The ECOFIN Council reached political agreement on an update of the Anti Tax Avoidance Directive. Hybrid mismatches involving third countries are now included in scope.

21 February 2017

Introduction

On 21 February 2017, the EU Economics and Financial Affairs Council (“ECOFIN Council”) reached political agreement on an expanded scope for the provision in the EU’s Anti Tax Avoidance Directive (“ATAD”) countering hybrid mismatches.

The ATAD sets a minimum standard for (EU) Member States and includes rules that target hybrid mismatches between Member States. Currently, hybrid mismatches with third (i.e. non-EU) countries are out of scope of the ATAD. The ECOFIN Council requested the European Commission (“EC”) to put forward, by October 2016, a proposal on hybrid mismatches involving third countries. Such proposal was to provide for rules consistent with and no less effective than the rules recommended by the OECD BEPS report on Action 2 (i.e. hybrid mismatches), with a view to reaching an agreement by the end of 2016.

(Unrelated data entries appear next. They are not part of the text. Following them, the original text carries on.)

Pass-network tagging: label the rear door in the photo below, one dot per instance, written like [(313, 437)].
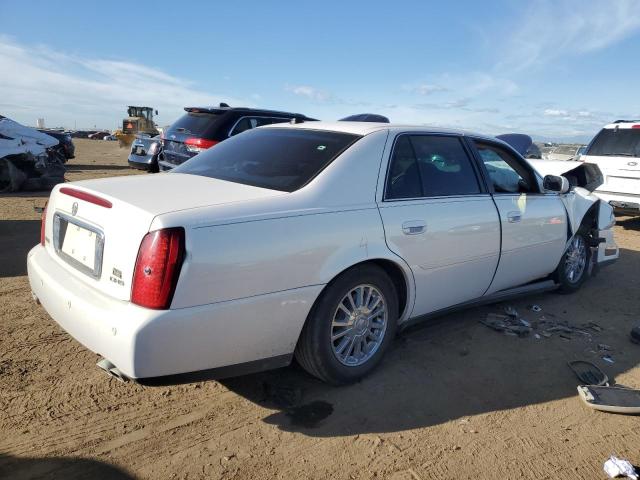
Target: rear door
[(438, 217), (534, 224), (617, 152)]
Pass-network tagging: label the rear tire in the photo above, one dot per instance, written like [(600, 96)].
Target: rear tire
[(573, 268), (350, 327)]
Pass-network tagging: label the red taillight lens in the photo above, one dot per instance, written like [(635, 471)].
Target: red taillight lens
[(199, 144), (43, 224), (87, 197), (157, 268)]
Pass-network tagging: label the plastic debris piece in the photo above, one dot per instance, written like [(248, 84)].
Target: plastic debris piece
[(616, 467), (510, 311), (588, 373)]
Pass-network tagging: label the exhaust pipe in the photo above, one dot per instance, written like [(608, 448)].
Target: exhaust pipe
[(112, 370)]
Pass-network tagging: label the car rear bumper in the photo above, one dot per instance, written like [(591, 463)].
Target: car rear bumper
[(145, 343)]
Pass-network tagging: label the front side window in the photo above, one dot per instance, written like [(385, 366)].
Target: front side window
[(430, 166), (505, 171), (282, 159)]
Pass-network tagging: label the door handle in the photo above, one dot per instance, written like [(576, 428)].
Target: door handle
[(514, 217), (414, 227)]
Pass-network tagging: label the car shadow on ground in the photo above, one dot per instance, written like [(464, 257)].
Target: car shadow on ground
[(17, 237), (454, 367), (15, 468)]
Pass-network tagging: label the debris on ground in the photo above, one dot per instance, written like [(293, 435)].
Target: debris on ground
[(28, 160), (588, 373), (616, 399), (616, 467), (511, 323)]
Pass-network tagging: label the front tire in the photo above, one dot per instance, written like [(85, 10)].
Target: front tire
[(573, 268), (350, 327)]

On 25 October 2016 the EC issued their proposal for an amendment to the ATAD (click here for prior coverage). Even though no agreement was reached by the end of 2016, amending the ATAD stayed high on the priority list. Today the ECOFIN Council reached political agreement on the final amendments to the ATAD, bringing hybrid mismatches involving third countries in scope. The key aspects of the amendments are reflected below.


The amendments

As said, the current provision in ATAD targets hybrid mismatches between Member States only. The measure that needs to be taken by the Member States involved depends on the outcome of the hybrid mismatch. Should the hybrid mismatch result in a double deduction (“DD”) outcome the deduction is only to be given in the Member State of source. Whenever there would be a deduction without inclusion (“D/NI”) outcome, the deduction shall be denied by the Member State of the payer.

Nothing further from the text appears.